The University of the Free State (UFS)’s ambition of becoming the leading academic institution in astronomical research, got a massive boost after it recently successfully mounted a spectrograph with a polarimeter.
The spectrograph is mounted to the Boyden Observatory 1,5-m telescope that will provide scientists with visual access to both the Northern and Southern Hemispheres. Once finalised, the installation will give the UFS the edge over its competitors as it will make the only academic institution in the country with access to 1.5-m telescope that is paired with a spectrograph. Furthermore, it will greatly enhance the UFS’s astrophysics research capacity.
Forging collaboration between academic institutions
The instrument will allow researcher from the UFS’s astrophysics group to do simultaneous polarimetry and spectroscopy of astronomical sources. The Boyden Observatory, a strategic astronomical research facility, which also serves as a science education centre, is located a few kilometres from Bloemfontein.
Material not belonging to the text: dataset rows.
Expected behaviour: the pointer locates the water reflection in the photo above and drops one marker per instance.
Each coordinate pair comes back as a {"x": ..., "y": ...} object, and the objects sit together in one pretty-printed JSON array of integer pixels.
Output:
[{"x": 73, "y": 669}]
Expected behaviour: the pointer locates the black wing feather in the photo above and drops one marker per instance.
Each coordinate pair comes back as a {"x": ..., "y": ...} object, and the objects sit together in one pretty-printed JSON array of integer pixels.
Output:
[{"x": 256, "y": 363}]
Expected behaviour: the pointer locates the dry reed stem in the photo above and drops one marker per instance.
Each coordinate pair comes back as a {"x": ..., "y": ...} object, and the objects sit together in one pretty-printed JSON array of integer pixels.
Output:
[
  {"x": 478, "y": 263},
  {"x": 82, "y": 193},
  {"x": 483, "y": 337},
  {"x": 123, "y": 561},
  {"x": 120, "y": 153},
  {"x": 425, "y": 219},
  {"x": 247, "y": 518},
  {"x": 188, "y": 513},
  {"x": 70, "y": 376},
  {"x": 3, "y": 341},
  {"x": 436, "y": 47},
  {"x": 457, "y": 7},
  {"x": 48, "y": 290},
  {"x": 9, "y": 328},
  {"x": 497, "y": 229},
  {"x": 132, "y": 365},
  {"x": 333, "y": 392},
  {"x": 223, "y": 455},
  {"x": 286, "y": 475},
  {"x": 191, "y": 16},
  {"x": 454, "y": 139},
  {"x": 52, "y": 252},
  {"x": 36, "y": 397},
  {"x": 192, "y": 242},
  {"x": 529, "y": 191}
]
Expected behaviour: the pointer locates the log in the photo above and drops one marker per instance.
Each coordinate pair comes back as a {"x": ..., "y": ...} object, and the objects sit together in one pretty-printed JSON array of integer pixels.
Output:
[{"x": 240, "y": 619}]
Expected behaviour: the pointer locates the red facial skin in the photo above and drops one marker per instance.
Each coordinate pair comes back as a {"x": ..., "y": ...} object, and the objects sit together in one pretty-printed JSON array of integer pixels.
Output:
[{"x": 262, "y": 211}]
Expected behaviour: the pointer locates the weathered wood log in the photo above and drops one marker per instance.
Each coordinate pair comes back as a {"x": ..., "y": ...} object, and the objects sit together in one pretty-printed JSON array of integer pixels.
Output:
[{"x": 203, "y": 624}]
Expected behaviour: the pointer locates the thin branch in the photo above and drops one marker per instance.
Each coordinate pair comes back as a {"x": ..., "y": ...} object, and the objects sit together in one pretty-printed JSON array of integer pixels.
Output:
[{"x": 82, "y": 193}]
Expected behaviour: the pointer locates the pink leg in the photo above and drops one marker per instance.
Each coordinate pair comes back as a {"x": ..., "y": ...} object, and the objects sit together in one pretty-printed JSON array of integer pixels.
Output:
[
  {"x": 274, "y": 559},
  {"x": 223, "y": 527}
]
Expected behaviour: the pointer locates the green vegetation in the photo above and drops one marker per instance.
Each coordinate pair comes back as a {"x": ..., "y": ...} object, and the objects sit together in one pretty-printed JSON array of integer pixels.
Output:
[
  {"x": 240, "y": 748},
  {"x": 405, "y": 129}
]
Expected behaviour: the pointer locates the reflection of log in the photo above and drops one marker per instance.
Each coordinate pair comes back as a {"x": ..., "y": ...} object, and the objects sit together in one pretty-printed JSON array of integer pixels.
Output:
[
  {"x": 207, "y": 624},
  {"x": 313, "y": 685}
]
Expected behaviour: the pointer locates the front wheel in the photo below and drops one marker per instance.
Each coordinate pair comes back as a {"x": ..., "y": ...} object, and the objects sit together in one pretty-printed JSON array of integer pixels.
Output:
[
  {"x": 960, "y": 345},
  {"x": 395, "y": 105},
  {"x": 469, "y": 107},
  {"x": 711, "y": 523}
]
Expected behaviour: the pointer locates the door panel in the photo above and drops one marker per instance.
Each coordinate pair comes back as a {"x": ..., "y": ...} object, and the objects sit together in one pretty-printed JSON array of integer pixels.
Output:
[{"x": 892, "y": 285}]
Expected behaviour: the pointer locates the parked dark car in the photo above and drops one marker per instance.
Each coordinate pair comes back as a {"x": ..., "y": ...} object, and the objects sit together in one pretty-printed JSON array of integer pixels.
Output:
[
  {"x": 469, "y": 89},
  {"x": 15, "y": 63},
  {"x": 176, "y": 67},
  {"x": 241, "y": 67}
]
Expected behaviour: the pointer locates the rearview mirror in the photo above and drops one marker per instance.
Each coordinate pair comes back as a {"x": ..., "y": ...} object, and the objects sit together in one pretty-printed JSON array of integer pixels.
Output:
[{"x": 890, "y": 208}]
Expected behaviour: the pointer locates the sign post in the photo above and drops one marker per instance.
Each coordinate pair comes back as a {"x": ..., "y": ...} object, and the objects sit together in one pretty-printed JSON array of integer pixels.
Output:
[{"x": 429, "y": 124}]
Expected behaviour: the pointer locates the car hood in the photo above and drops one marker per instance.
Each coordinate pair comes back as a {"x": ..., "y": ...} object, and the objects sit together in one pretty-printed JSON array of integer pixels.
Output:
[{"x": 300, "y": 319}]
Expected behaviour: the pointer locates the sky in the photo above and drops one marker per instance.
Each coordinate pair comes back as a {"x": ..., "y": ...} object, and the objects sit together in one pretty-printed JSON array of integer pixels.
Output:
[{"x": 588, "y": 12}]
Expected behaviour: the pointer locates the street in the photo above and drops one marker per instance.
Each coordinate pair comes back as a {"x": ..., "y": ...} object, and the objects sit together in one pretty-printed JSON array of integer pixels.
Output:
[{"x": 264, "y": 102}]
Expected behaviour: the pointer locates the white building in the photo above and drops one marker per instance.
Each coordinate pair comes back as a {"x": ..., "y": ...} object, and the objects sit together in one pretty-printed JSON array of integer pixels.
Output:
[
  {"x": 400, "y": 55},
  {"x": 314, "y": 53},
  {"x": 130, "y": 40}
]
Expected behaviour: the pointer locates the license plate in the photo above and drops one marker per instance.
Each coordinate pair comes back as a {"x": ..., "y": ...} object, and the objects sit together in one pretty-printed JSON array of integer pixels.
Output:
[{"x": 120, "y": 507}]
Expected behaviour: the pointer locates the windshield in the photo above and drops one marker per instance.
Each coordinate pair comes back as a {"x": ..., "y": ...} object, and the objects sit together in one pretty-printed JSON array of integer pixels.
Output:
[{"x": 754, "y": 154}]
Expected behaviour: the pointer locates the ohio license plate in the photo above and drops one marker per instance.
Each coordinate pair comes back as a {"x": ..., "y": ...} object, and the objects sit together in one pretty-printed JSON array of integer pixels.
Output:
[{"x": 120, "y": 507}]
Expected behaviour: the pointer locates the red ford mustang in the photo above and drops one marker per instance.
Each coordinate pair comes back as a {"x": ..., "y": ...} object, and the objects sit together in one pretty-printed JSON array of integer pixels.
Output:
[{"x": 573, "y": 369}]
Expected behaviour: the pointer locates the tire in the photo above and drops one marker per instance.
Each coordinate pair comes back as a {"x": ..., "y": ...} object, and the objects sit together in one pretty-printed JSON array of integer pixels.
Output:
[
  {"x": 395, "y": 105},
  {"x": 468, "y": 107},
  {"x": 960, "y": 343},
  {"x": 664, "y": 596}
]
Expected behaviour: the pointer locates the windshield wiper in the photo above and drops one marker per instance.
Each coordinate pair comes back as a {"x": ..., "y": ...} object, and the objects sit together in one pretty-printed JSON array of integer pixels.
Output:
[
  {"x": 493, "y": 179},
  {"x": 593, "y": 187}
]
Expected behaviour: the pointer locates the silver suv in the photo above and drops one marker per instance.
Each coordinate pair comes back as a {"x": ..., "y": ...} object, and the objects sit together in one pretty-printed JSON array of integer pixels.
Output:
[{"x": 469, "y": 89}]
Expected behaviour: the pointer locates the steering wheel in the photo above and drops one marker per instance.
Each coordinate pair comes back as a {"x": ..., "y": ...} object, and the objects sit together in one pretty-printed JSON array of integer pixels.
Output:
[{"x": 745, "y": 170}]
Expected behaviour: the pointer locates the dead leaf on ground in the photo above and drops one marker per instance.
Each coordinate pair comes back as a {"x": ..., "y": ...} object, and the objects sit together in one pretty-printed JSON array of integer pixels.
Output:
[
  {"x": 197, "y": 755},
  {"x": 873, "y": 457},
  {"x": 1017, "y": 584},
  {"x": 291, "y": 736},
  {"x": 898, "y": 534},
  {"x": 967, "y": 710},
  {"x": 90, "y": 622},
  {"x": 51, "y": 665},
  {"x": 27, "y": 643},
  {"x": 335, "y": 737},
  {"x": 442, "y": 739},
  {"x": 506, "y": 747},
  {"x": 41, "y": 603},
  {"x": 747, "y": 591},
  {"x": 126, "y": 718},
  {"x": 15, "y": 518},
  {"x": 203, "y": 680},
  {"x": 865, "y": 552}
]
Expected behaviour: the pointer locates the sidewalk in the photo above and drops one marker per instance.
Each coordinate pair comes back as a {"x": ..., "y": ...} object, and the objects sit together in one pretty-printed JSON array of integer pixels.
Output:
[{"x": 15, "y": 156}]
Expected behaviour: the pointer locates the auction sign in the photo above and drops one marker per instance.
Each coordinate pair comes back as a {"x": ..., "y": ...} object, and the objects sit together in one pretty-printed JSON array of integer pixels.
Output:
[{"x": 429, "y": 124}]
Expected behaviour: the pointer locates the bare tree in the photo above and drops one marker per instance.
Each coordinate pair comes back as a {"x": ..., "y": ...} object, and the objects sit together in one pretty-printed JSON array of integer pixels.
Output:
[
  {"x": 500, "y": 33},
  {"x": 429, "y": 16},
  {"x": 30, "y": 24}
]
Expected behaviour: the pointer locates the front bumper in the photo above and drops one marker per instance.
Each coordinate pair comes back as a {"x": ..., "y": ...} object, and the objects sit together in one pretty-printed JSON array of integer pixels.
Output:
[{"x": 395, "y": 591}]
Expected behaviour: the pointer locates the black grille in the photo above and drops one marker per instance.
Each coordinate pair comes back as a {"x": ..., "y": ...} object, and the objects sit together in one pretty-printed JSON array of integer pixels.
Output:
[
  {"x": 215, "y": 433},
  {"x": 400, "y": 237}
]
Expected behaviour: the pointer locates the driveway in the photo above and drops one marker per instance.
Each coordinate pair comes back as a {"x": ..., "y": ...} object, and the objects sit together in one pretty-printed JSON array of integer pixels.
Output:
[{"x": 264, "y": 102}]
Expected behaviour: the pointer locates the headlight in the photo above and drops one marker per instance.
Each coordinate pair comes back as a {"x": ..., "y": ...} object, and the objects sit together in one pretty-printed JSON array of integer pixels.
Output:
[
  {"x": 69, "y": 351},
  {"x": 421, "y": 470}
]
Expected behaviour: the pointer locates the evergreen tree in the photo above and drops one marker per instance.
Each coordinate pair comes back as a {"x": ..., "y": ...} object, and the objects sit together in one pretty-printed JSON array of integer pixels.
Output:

According to the university’s statement posted on its website, mounting the spectrograph to the telescope and installing the polarimetre, marks the completion of the upgrade of the 1,5-m telescope. Valued a cost of R1.5 million, the upgraded telescope which equipped with the spectropolarimetre, will also foster collaborative research between the UFS’s Astrophysics Groups and their counterparts from the Appalachian State University (ASU) in North Caroline in the US.
Credit to the founder of the instrument
Professor Richard Gray is credited with the development and building of the instruments which he started in 2019. Renowned globally as a stellar spectroscopy expert, Professor Gray is currently based at the ASU’s department of physics and astronomy. Another senior academic from the UFS’s department of astrophysics, Professor Pieter Mentjies, welcomed the installation of the instrument, saying “it took many hours of hard work, planning and testing to marry the 90-year 1.5-m telescope with the new sophisticated instrument.”
How the spectrograph works
Elaborating on how the instrument works, Professor Gray said when it is placed inside the spectrograph, this piece of equipment transforms the spectrograph into a spectropolarimeter, giving it additional functionality. He added: “This allows us, for example, to detect and analyse polarised light. It enables us to study the effect of magnetic fields in astronomical sources which introduce various polarisation signatures that can be detected with the polarimeter.”
Adding value to graduate programme
Professor Meintjies said: “The Department of Electronics and Instrumentation at the UFS played an enormous role in the building of several components of the instrument that Professor Gray designed, as well as getting the 1.5-m telescope research ready so that the completed instrument could be mounted to the telescope.” In addition, it will also add value to the university’s graduate programme. Professor Meintjies estimates the research instrument will be ready for research purposes by March this year. “Up till then researchers, graduates, and third-year students will have the opportunity to spend time on the spectrograph to familiarise themselves with it,” he added.
According to Professor Meintjies, the spectrograph has come in handy for his research as it offers endless possibilities. He said to study binary systems as well as the jets of Active Galactic Nuclei (AGN), one needs a spectrograph, preferably with polarimetric capabilities. “It can also be applied to finding elements at the surface levels of stars so that their chemical composition can be determined. In the past, we needed to send our researchers to Sutherland and they were never guaranteed clear skies. Having this facility gives us so much flexibility,” he said.